In Galatians, St Paul wrote, ‘If you sow to your own flesh, you will reap corruption from the flesh; but if you sow to the Spirit, you will reap eternal life from the Spirit.’ The fourth century monk and hermit, Macarius of Egypt, was known as ‘The Lamp of the Desert’; Marcarius said The heart is itself but a small vessel, yet dragons are there, and there are also lions; there are poisonous beasts and all the treasures of evil. There are also rough and uneven roads; there are precipices. But there too is God, the angels, the life and the Kingdom, the light and the apostles, the heavenly cities and the treasures of grace—all things are there.

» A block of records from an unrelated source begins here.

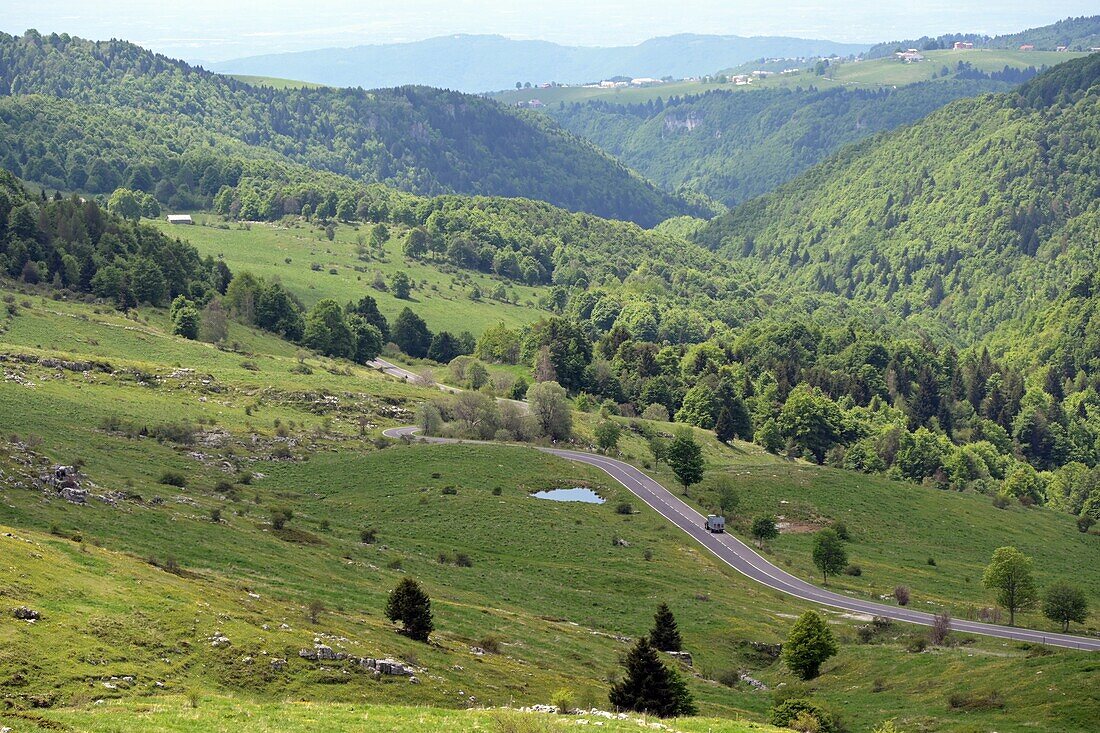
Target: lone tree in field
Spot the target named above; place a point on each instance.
(549, 406)
(809, 645)
(763, 528)
(650, 687)
(666, 635)
(1009, 576)
(410, 605)
(724, 428)
(1063, 602)
(829, 555)
(685, 459)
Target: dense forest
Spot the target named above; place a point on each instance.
(937, 222)
(420, 140)
(733, 145)
(921, 304)
(73, 243)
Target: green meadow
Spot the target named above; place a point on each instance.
(314, 267)
(545, 584)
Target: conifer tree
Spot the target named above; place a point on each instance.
(409, 604)
(809, 644)
(650, 687)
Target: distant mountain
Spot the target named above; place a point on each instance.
(1079, 33)
(420, 140)
(982, 214)
(488, 63)
(733, 145)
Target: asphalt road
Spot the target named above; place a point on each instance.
(748, 562)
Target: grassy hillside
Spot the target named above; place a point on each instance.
(441, 297)
(422, 140)
(274, 81)
(865, 74)
(546, 579)
(895, 528)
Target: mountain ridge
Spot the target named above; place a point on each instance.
(417, 139)
(486, 63)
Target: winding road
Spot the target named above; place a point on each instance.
(748, 562)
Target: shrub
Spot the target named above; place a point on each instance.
(976, 701)
(409, 605)
(941, 628)
(281, 516)
(562, 700)
(491, 644)
(802, 710)
(173, 479)
(809, 645)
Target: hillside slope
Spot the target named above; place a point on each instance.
(733, 145)
(978, 215)
(421, 140)
(485, 63)
(547, 581)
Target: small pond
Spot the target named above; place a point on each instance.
(578, 494)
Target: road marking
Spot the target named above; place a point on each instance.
(650, 492)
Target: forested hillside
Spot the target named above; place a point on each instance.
(733, 145)
(982, 214)
(486, 63)
(72, 243)
(420, 140)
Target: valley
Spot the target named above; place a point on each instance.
(285, 371)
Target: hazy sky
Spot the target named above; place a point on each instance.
(216, 30)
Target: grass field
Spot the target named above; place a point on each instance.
(861, 74)
(546, 580)
(315, 267)
(275, 83)
(222, 713)
(897, 527)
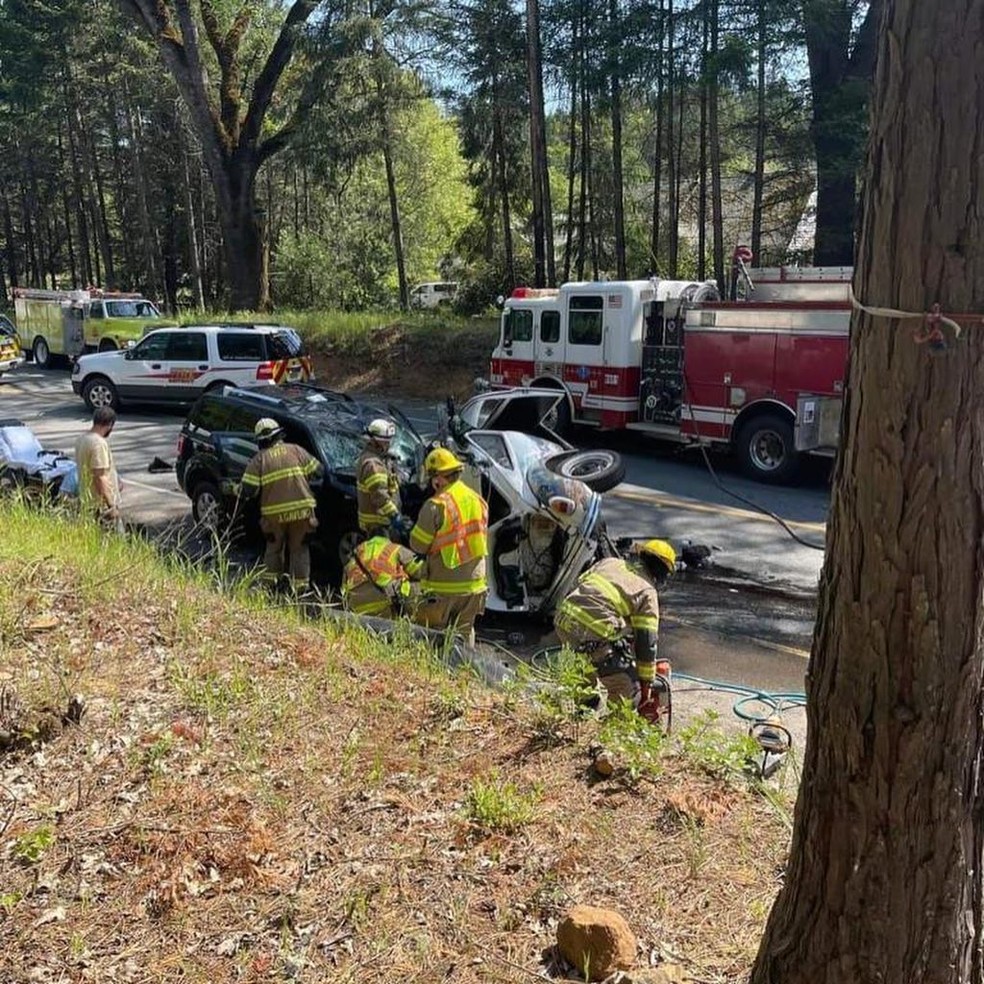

It is important to notice that it is not the water which makes Naaman clean. Naaman rightly objected that the waters of Abana and Pharpar were just as good as the waters of Israel. The miracle in this story is not the healing qualities of the water but the fact that Naaman entered the water. The change was in him. He had objected to and refused to follow the instruction of the prophet but, after persuasion from his servants, he changed his mind, listened to the word of the prophet, and immersed himself seven times. Seven times was the Levitical requirement, but it was on the inner journey that he discovered God, the nearness of God, and was reborn.
The Victorian minister of Innellan, the blind seer George Matheson, said that the inner journey is a constant wrestling with the ego. He said, ‘Teach me my nothingness in the hour of my prosperity; tell me in my adversity that I am something to Thee’. For Matheson, overcoming the ego was integral to the life of the soul: It is not the want of sight that prevents me from seeing my possibilities; it is something between me and the sun; it is the shadow of myself. If I could only get rid of self-contemplation, there would be revealed within me latent heaps of gold.